Soy un ave migratoria girando en círculos,
soy una gata pariendo sola en el desierto.
Su Tripulante
Le pregunto, ¿qué hace cuando tiene una espera de largas horas en el aeropuerto? Voy camino hacia un lugar desconocido, y la maldición de las conexiones ha caído sobre mí. Tengo una espera de ocho horas. La maldición que ha caído varias veces sobre Usted, Navegante, al que más de una vez los horarios le han jugado en contra y debió anclarse en un lugar remoto, lugar que tal vez nunca antes ha visitado y que no podrá visitar jamás, pero del que se jacta al menos conocer su aeropuerto.
Verá que yo a los aeropuertos no estoy muy acostumbrada. Puedo recorrer estas Naves en las que vuelo con los ojos cerrados si me lo pide, y esquivar todo tipo de extremidades, juguetes, mantas y basura en los pasillos. Pero no transito los aeropuertos de esta forma como Usted, a quien más de una vez he visto caminar con determinación hacia una puerta de embarque, sentarse sin titubear en el café de al lado, pedir rápido lo que desea, abrir el diario y escuchar los anuncios sin pestañear ni detener su actividad.

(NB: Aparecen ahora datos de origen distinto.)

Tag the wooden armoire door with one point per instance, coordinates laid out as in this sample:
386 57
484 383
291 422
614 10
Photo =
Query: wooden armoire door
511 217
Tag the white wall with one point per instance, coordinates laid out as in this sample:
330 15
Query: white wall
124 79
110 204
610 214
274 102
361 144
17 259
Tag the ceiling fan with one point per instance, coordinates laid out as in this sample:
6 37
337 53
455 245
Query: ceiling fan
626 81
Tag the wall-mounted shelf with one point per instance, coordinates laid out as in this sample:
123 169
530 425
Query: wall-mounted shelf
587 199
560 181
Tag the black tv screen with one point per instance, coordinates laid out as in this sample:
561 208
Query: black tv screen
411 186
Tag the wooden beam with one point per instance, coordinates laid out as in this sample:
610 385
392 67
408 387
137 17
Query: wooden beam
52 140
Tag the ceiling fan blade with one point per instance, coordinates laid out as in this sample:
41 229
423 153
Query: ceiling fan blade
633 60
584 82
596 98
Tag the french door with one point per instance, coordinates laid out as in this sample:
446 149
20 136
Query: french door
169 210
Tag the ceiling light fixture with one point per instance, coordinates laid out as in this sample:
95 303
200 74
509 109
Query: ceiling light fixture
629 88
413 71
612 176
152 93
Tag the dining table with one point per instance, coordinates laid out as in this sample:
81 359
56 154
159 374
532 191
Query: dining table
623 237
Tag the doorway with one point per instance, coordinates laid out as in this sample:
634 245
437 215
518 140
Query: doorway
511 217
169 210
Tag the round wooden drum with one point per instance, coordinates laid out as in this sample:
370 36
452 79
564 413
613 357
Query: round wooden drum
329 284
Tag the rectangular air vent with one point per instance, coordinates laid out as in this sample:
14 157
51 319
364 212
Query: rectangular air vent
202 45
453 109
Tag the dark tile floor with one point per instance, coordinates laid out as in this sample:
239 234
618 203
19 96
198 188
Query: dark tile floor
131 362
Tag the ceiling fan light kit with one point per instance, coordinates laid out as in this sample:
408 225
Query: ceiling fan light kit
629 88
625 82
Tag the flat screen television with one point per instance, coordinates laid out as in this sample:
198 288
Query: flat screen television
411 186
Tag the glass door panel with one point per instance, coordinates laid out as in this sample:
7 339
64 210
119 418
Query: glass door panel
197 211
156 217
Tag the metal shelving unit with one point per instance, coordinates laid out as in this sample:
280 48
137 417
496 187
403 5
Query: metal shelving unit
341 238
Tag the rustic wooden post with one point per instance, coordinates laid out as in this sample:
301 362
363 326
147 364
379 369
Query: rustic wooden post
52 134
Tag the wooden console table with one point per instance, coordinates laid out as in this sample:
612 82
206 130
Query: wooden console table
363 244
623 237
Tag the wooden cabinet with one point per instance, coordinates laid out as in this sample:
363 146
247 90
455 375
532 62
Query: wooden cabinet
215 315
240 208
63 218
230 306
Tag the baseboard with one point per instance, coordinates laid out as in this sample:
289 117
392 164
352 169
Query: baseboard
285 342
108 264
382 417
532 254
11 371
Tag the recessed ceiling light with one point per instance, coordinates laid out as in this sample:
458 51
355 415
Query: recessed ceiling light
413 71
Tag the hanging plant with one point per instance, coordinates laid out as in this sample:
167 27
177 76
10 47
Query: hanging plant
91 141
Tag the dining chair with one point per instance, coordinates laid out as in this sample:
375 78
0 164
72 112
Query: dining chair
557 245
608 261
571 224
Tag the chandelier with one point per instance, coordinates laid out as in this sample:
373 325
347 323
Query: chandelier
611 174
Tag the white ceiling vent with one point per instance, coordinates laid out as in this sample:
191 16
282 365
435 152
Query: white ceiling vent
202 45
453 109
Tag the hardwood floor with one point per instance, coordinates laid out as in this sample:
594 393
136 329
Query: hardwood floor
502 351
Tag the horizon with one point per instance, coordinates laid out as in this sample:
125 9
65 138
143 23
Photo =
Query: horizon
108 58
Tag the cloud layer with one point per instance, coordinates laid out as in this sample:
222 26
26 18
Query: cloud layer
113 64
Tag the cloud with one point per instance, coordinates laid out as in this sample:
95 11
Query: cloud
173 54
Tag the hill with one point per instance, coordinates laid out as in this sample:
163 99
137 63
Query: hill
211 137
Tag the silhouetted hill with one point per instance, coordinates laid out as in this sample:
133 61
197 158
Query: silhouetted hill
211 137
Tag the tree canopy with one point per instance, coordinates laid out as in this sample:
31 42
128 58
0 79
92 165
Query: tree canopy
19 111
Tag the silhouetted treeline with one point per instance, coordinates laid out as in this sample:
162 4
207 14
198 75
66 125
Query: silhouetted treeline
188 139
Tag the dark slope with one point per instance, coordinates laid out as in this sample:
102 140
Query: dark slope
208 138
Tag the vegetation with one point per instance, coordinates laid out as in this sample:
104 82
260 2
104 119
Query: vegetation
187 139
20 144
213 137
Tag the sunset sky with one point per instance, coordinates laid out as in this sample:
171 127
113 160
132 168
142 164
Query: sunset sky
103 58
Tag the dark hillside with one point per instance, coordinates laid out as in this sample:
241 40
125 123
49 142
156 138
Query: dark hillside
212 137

Se descubren distintos especímenes en los aeropuertos. Bien se pueden distinguir a aquellos que van de vacaciones, despreocupados, haciendo parada en cada tienda de Duty Free, comprando soportes de cuello que nunca más en su vida usarán, comprando revistas que nunca se hubieran comprado en las calles de su ciudad, comiendo alimentos que siempre evitan, pagando fortunas por cafés de marcas que no existen en sus países. Estos son los que suelen detener el tránsito, los que suelen retrasar a aquel que va apurado porque pierde su vuelo. Aquel como Usted, mi Navegante, que viajó tantas veces que no quiere ver más un aeropuerto y pasa lo mínimo e indispensable haciendo escala. Aquel que putea y mira mal a los que paran en medio del camino para intentar conectarse a Internet, filmar videos y sacar fotos.